Spark context on GCE

#1

HI,

How can I setup a Spark context on GCE on Google within a KNIME workflow?

Thanks,
Mihai

1 Like

#2

Hi @mihais1

you will have to either install Livy (recommended) or Spark Jobserver for your Dataproc cluster. For Livy, Google provides scripts that should make this easier:

IMPORTANT: You need to install Livy 0.5, not the current 0.6. Unfortunately KNIME currently has no Livy 0.6 support (planned to be added with December 2019 release).

Best,
Björn

0 Likes

#3

Hi Björn,

I installed Livy on Google Dataproc as you suggested but I am having this error when I’m creating the Livy Context from KNIME:
“ERROR DFSClient Failed to close inode 17423
ERROR Create Spark Context (Livy) 0:2681 Execute failed: Remote file system upload test failed: File /.knime-spark-staging-55156831-d835-4b19-884e-5151e22bc2af/a688990b-4b92-4354-b63d-ba24b6782f96 could only be replicated to 0 nodes instead of minReplication (=1). There are 2 datanode(s) running and 2 node(s) are excluded in this operation.
at org.apache.hadoop.hdfs.server.blockmanagement.BlockManager.chooseTarget4NewBlock(BlockManager.java:1819)
at org.apache.hadoop.hdfs.server.namenode.FSDirWriteFileOp.chooseTargetForNewBlock(FSDirWriteFileOp.java:265)
at org.apache.hadoop.hdfs.server.namenode.FSNamesystem.getAdditionalBlock(FSNamesystem.java:2569)
at org.apache.hadoop.hdfs.server.namenode.NameNodeRpcServer.addBlock(NameNodeRpcServer.java:846)
at org.apache.hadoop.hdfs.protocolPB.ClientNamenodeProtocolServerSideTranslatorPB.addBlock(ClientNamenodeProtocolServerSideTranslatorPB.java:510)
at org.apache.hadoop.hdfs.protocol.proto.ClientNamenodeProtocolProtos$ClientNamenodeProtocol$2.callBlockingMethod(ClientNamenodeProtocolProtos.java)
at org.apache.hadoop.ipc.ProtobufRpcEngine$Server$ProtoBufRpcInvoker.call(ProtobufRpcEngine.java:503)
at org.apache.hadoop.ipc.RPC$Server.call(RPC.java:989)
at org.apache.hadoop.ipc.Server$RpcCall.run(Server.java:871)
at org.apache.hadoop.ipc.Server$RpcCall.run(Server.java:817)
at java.security.AccessController.doPrivileged(Native Method)
at javax.security.auth.Subject.doAs(Subject.java:422)
at org.apache.hadoop.security.UserGroupInformation.doAs(UserGroupInformation.java:1893)
at org.apache.hadoop.ipc.Server$Handler.run(Server.java:2606)”

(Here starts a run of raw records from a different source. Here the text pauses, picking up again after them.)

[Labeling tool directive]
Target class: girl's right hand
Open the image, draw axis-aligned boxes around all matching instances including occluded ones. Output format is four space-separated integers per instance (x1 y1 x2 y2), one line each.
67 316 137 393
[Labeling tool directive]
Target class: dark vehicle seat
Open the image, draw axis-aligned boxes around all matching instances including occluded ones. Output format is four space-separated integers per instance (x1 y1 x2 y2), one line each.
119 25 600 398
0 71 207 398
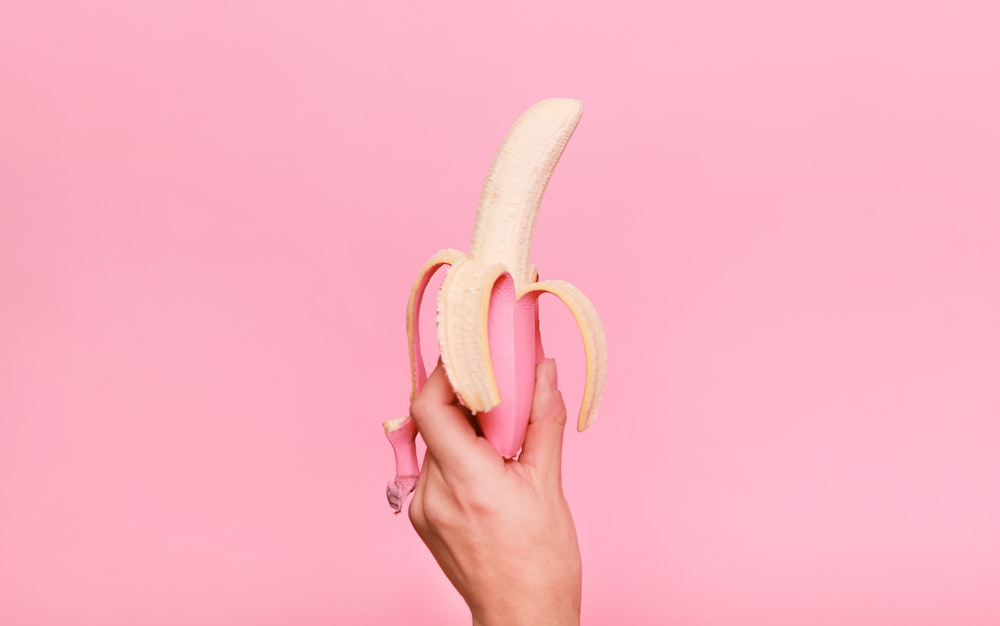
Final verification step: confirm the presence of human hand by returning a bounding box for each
[410,359,582,626]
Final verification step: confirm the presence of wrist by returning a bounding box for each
[469,593,580,626]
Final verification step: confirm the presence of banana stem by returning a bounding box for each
[383,417,420,515]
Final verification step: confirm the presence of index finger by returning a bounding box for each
[410,363,476,470]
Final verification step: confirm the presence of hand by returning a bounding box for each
[410,360,582,626]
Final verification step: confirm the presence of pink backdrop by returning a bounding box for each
[0,0,1000,626]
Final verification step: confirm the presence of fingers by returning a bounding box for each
[518,359,566,479]
[410,363,476,469]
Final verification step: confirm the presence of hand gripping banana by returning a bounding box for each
[383,98,607,513]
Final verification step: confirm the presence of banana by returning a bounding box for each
[383,98,607,513]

I’ve set the environment variable PYSPARK_ALLOW_INSECURE_GATEWAY to 1, I also tried to set dfs.replication to 1 instead of 2. Any suggestions will be very helpfull.

Thank you,
Mihai

0 Likes

#4

Hello Mihai,
it seems that you are using a HDFS Connection to the cluster which requires access to all data nodes which are not accessible outside of the cluster. Try to use a httpFS Connector instead.
Bye
Tobias

0 Likes

#5

Hello,

I’ve tried using HttpFS and I couldn’t connect to the Google Dataproc master node. I’ve allowed all protocols from my local IP in the firewall rules.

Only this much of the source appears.